Infatti « Il giudicato, sia esso interno od esterno, costituendo la “regola del caso concreto” partecipa della qualità dei comandi giuridici, di guisa che, come la sua interpretazione non si esaurisce in un giudizio di fatto, ma deve essere assimilata, per la sua intrinseca natura e per gli effetti che produce, all’interpretazione delle norme giuridiche, così l’erronea presupposizione della sua inesistenza, equivalendo ad ignoranza della “regula juris”, rileva non quale errore di fatto, ma quale errore di diritto, inidoneo, come tale, a integrare gli estremi dell’errore revocatorio contemplato dall’art. 395, n. 4, essendo, in sostanza, assimilabile al vizio del giudizio sussuntivo, consistente nel ricondurre la fattispecie ad una norma diversa da quella che reca, invece, la sua diretta disciplina, e, quindi, ad una falsa applicazione di norma di diritto.» (Cass., Sez. U, 16/11/2004, n. 21639: nella fattispecie la S.C. ha pertanto dichiarato inammissibile il ricorso per revocazione di sentenza della stessa Corte fondato sul preteso omesso rilievo di giudicato interno).

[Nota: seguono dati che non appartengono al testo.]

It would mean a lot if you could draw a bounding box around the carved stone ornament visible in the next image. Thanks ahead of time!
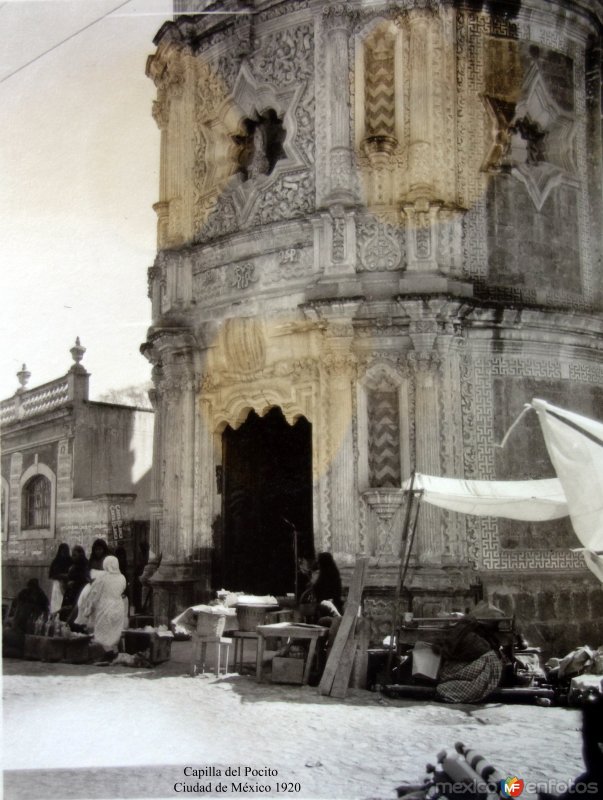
[363,488,405,555]
[230,262,258,290]
[322,3,360,32]
[194,23,315,241]
[358,216,404,271]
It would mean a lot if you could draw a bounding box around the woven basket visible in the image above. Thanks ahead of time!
[236,605,272,632]
[196,611,226,637]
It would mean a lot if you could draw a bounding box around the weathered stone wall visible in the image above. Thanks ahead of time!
[486,572,603,658]
[73,403,153,517]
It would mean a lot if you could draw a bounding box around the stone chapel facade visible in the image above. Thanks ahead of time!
[144,0,603,650]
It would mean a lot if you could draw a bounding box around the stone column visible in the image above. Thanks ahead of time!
[9,452,23,538]
[145,331,200,623]
[149,46,195,248]
[151,74,170,250]
[322,4,359,206]
[193,394,215,592]
[411,352,442,565]
[325,353,357,557]
[408,9,434,201]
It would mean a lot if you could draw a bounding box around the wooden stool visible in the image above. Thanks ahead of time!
[232,630,259,673]
[191,635,232,677]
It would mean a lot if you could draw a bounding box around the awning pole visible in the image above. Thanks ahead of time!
[386,471,419,681]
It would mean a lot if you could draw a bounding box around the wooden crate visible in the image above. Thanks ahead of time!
[122,630,172,664]
[39,637,66,662]
[63,636,91,664]
[23,634,42,660]
[271,656,304,684]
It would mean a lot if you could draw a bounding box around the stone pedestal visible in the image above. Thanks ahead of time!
[150,561,209,626]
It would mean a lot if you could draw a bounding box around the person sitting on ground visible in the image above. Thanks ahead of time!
[434,602,504,704]
[12,578,49,632]
[48,543,72,615]
[2,578,50,658]
[82,555,127,662]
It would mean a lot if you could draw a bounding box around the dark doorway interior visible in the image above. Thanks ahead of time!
[221,407,313,596]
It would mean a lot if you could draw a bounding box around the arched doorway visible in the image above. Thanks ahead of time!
[221,407,313,596]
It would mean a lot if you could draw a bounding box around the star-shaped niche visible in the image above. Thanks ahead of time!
[482,62,578,210]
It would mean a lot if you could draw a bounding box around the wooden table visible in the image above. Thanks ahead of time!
[232,630,259,673]
[255,622,328,685]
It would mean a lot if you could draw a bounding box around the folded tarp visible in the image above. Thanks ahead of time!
[402,473,568,522]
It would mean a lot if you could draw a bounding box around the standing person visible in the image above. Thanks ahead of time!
[60,545,89,624]
[114,545,130,619]
[84,555,126,661]
[88,539,111,578]
[48,543,72,614]
[133,540,149,613]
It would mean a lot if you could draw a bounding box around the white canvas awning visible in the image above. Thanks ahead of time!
[530,399,603,583]
[403,399,603,584]
[402,473,568,521]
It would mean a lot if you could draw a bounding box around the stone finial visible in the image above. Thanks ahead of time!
[70,337,86,367]
[16,363,30,393]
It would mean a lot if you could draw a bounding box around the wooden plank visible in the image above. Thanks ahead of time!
[331,613,371,697]
[350,617,370,690]
[329,637,358,698]
[318,556,369,696]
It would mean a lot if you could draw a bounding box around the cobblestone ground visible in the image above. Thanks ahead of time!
[3,643,585,800]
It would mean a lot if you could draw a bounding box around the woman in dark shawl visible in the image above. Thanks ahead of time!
[89,538,111,575]
[13,578,49,632]
[312,552,343,614]
[300,552,343,621]
[48,543,72,614]
[60,545,89,624]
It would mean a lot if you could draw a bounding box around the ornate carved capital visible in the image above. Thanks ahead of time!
[322,3,359,32]
[198,371,219,394]
[407,349,441,374]
[324,352,357,376]
[162,369,196,396]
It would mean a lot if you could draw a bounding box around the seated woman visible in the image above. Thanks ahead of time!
[3,578,50,657]
[300,552,343,625]
[82,555,127,661]
[435,607,504,704]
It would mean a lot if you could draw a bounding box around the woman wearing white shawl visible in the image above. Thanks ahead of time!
[84,555,126,654]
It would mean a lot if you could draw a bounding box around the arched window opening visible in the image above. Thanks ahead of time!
[22,475,51,529]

Nello stesso senso, questa Corte ha già avuto modo di ribadire recentemente, con riferimento al preteso errore relativo all’interpretazione del motivo di ricorso, ai fini della rilevazione o meno del giudicato interno, che « In tema di revocazione delle sentenze della Corte di cassazione, la configurabilità dell’errore revocatorio di cui all’art. 391 bis c.p.c. presuppone un errore di fatto, che si configura ove la decisione sia fondata sull’affermazione di esistenza od inesistenza di un fatto che la realtà processuale induce ad escludere o ad affermare, non anche quando la decisione della Corte sia conseguenza di una pretesa errata valutazione od interpretazione delle risultanze processuali, essendo esclusa dall’area degli errori revocatori la sindacabilità di errori di giudizio formatisi sulla base di una valutazione. (Nella fattispecie, la S.C. ha escluso la rilevanza dell’erroneo accertamento dell’esistenza di un giudicato interno, non trattandosi di un errore di fatto rilevante ai fini dell’art. 395, comma 4, c.p.c., bensì dell’apprezzamento in diritto delle risultanze processuali).» (Cass. 29/03/2022, n. 10040; conforme Cass. 31/08/2017, n. 20635).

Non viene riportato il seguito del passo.